MANILA - Vice President Leni Robredo on Friday said mending the Philippines' diplomatic ties with Kuwait starts with "a willingness to accept accountability and a conviction to do what is right."
In a statement, Robredo said the Philippines should "prevent further harm from being inflicted on our OFWs" in the Gulf State.
"These must start with an honest and candid acknowledgment of the crisis, a willingness to accept accountability, and a conviction to do what is right," the statement read.
Robredo called on the Department of Foreign Affairs to utilize its career diplomats to restore the two nations' possible deal for the protection of OFWs in Kuwait.
"Our DFA is privileged to have a team of professional, competent, and committed career diplomats who undoubtedly have skills, insight, and experience to help navigate this current diplomatic dilemma successfully," she said.

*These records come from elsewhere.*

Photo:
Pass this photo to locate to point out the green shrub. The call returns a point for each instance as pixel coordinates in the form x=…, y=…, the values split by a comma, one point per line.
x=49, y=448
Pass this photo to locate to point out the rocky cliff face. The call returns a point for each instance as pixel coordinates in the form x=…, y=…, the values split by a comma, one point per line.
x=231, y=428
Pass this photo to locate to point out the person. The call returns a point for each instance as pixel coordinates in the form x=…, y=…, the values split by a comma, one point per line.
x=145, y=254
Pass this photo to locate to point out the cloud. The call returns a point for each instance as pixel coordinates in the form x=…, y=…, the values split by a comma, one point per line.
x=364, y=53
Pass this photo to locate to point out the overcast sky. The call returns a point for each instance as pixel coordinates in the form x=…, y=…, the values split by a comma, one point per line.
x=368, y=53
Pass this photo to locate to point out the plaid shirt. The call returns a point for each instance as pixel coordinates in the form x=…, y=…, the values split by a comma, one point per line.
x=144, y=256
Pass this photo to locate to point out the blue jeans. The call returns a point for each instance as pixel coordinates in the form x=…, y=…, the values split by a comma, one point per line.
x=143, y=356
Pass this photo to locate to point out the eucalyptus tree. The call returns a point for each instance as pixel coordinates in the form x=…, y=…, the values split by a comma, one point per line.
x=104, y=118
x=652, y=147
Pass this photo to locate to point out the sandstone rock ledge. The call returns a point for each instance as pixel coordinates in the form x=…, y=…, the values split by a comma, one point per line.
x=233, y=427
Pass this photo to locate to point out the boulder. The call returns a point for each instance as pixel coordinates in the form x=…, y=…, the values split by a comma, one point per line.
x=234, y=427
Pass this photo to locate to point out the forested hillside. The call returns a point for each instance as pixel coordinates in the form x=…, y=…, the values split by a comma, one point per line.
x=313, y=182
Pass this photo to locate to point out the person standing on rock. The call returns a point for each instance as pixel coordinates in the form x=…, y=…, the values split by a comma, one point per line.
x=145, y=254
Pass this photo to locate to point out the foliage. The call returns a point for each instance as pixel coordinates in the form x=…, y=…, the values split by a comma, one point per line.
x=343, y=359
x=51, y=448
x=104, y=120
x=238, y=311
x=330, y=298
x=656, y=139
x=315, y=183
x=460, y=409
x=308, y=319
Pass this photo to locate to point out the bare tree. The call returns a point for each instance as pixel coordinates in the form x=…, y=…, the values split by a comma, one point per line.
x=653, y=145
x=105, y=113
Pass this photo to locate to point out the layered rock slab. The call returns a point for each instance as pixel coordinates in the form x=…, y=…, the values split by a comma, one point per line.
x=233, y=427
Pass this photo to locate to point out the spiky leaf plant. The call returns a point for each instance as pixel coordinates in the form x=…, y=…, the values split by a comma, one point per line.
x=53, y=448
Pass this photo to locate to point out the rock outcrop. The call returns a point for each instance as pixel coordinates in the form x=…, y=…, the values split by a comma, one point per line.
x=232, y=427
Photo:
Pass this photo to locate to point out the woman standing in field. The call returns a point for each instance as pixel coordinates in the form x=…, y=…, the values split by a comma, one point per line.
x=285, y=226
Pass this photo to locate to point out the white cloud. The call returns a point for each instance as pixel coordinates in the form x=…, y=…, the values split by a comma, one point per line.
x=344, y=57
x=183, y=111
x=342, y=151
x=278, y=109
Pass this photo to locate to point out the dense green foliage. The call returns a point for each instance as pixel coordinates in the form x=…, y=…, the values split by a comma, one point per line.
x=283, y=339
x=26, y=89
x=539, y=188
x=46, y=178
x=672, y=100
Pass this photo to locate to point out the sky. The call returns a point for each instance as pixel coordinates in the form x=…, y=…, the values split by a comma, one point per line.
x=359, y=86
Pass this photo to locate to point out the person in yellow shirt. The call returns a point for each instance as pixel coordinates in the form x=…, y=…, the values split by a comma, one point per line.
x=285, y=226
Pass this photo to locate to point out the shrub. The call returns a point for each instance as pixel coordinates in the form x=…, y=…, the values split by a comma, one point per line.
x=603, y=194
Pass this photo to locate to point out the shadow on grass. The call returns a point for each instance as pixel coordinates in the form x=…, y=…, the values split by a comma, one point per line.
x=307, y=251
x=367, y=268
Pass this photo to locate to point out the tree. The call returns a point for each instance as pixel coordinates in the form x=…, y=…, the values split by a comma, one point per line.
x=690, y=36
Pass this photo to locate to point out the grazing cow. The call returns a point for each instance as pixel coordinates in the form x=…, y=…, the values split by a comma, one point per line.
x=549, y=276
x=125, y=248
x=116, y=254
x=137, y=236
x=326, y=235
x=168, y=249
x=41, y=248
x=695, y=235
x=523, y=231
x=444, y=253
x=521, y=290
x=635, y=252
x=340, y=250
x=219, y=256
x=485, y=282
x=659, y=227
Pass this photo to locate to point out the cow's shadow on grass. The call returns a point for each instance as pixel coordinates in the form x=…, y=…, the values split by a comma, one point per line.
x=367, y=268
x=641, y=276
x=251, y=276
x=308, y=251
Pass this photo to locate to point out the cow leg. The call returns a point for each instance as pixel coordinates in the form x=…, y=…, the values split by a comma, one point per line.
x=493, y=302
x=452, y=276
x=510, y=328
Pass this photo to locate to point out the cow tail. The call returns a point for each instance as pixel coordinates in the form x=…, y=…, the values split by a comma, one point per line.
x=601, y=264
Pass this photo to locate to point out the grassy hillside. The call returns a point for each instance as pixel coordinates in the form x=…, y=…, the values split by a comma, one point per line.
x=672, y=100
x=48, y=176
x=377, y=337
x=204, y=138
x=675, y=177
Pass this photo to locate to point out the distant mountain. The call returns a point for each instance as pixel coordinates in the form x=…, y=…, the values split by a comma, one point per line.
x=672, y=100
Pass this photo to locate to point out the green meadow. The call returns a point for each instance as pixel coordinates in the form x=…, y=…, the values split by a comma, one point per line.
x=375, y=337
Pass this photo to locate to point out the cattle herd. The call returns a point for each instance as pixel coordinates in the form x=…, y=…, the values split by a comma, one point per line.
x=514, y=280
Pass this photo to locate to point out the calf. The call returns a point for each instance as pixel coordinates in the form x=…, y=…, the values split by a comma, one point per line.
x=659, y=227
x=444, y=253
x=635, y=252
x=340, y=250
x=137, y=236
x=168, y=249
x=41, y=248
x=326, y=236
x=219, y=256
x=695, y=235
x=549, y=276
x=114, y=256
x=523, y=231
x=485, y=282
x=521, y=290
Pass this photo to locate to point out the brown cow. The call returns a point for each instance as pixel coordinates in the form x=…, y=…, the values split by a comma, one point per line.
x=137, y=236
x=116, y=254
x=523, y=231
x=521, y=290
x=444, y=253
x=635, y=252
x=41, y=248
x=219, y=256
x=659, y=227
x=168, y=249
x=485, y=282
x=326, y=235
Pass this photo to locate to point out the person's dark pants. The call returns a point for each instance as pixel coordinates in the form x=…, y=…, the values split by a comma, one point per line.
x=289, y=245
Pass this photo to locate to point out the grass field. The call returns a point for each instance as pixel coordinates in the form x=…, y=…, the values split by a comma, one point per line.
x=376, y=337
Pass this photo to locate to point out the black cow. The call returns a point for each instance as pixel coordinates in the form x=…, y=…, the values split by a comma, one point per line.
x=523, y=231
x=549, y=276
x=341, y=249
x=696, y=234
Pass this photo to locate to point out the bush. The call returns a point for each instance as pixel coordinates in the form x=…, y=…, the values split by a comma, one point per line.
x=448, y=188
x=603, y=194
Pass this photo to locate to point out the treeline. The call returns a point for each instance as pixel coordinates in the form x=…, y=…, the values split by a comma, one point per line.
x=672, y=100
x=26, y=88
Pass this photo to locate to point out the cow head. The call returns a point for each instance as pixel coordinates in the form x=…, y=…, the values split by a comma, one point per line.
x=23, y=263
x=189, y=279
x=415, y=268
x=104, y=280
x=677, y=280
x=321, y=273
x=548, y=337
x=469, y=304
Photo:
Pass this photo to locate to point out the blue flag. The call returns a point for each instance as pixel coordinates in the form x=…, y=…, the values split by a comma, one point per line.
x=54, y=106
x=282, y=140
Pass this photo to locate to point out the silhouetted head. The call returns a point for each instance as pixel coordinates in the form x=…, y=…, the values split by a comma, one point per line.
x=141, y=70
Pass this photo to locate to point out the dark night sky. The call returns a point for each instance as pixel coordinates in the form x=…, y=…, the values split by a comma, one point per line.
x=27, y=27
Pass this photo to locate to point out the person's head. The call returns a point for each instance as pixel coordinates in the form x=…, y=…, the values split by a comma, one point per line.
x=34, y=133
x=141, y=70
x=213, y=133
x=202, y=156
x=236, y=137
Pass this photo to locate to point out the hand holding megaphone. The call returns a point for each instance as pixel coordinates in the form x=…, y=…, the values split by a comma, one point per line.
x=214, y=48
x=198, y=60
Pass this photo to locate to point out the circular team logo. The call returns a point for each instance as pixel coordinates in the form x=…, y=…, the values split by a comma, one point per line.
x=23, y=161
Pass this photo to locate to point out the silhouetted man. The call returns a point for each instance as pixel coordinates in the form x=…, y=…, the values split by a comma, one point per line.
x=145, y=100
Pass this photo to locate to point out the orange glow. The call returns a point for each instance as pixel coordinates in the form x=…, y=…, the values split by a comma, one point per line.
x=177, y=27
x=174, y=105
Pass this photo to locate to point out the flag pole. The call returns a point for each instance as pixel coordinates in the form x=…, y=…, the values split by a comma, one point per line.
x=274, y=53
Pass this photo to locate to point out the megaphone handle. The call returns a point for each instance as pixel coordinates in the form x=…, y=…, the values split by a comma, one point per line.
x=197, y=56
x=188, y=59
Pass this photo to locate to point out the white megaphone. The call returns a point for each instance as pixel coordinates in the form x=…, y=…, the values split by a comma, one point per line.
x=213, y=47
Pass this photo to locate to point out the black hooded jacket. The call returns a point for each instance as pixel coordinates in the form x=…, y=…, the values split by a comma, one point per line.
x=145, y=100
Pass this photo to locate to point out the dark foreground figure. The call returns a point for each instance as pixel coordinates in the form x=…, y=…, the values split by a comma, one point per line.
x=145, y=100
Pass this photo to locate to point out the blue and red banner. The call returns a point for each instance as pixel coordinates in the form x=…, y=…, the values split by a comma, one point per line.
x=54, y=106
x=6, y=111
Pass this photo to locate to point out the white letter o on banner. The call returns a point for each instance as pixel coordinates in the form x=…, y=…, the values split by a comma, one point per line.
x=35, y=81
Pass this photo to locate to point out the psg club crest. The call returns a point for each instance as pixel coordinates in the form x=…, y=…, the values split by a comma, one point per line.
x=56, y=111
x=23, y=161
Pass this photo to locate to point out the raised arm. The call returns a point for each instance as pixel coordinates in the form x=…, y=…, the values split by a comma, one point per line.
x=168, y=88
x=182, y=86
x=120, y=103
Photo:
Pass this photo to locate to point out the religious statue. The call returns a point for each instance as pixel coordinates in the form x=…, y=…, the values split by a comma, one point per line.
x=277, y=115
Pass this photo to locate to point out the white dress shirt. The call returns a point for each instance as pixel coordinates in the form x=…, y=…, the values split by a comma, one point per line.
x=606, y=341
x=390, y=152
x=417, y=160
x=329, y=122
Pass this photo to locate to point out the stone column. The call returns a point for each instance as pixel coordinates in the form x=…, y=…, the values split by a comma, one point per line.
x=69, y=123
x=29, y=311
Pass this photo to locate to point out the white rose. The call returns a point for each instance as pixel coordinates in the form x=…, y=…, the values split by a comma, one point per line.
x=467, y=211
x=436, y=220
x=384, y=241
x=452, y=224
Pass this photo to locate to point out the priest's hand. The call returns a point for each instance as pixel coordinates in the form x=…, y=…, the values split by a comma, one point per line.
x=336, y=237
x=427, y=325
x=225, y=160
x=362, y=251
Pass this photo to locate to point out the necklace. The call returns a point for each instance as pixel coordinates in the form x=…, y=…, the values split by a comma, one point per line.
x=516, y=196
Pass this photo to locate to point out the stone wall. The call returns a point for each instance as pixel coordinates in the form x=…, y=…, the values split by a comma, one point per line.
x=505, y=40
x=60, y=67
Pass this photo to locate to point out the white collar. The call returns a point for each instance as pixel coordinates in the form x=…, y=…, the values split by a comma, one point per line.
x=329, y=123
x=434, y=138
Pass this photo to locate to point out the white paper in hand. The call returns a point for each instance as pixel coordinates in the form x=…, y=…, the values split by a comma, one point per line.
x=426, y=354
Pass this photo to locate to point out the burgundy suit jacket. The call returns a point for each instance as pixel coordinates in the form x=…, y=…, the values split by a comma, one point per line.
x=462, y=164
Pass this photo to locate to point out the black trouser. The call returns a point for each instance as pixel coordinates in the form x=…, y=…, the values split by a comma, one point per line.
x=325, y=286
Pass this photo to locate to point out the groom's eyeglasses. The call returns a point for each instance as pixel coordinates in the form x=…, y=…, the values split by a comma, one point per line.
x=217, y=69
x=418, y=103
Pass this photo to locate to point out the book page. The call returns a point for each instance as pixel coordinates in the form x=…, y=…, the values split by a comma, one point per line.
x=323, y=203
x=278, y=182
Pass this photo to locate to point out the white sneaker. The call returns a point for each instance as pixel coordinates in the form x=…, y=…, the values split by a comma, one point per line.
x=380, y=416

"The administration would do well to make full use of this invaluable resource. Together with doing what needs to be done to repair relations with Kuwait at the soonest possible time, we are hopeful that the window of opportunity to salvage the planned Memorandum of Understanding with Kuwait, which promises to provide long-term protection of our workers there, has not yet closed."
Robredo emphasized that protecting overseas Filipino workers (OFWs) in Kuwait is of utmost importance.
"Protecting the welfare of our OFWs in Kuwait is our paramount concern. This is why we supported the deployment ban announced by the administration last February as well as the pursuance of the Memorandum of Understanding with Kuwait to protect our workers," she said.
"There is no option except to find a solution that will protect both the lives and the livelihoods of our OFWs. Our people deserve no less."
The Philippines had set the MOU with Kuwait as a condition to end its deployment ban to the Gulf state.
However, a video showing the rescue of distressed Filipino domestic workers from their employers' homes in the Gulf state surfaced and went viral online, setting off a diplomatic row.
Kuwait viewed the Philippine embassy’s rescue mission as a violation of its laws and sovereignty, prompting the expulsion of Philippine Ambassador Renato Villa and the recall of its envoy to the Philippines.
The deaths of Filipinas at the Gulf state prompted the Philippine government to ban the deployment of Filipino workers there and initiate a repatriation program for those who would like to come home.
Around 262,000 Filipinos work in Kuwait, nearly 60 percent of them domestic workers, according to the foreign ministry.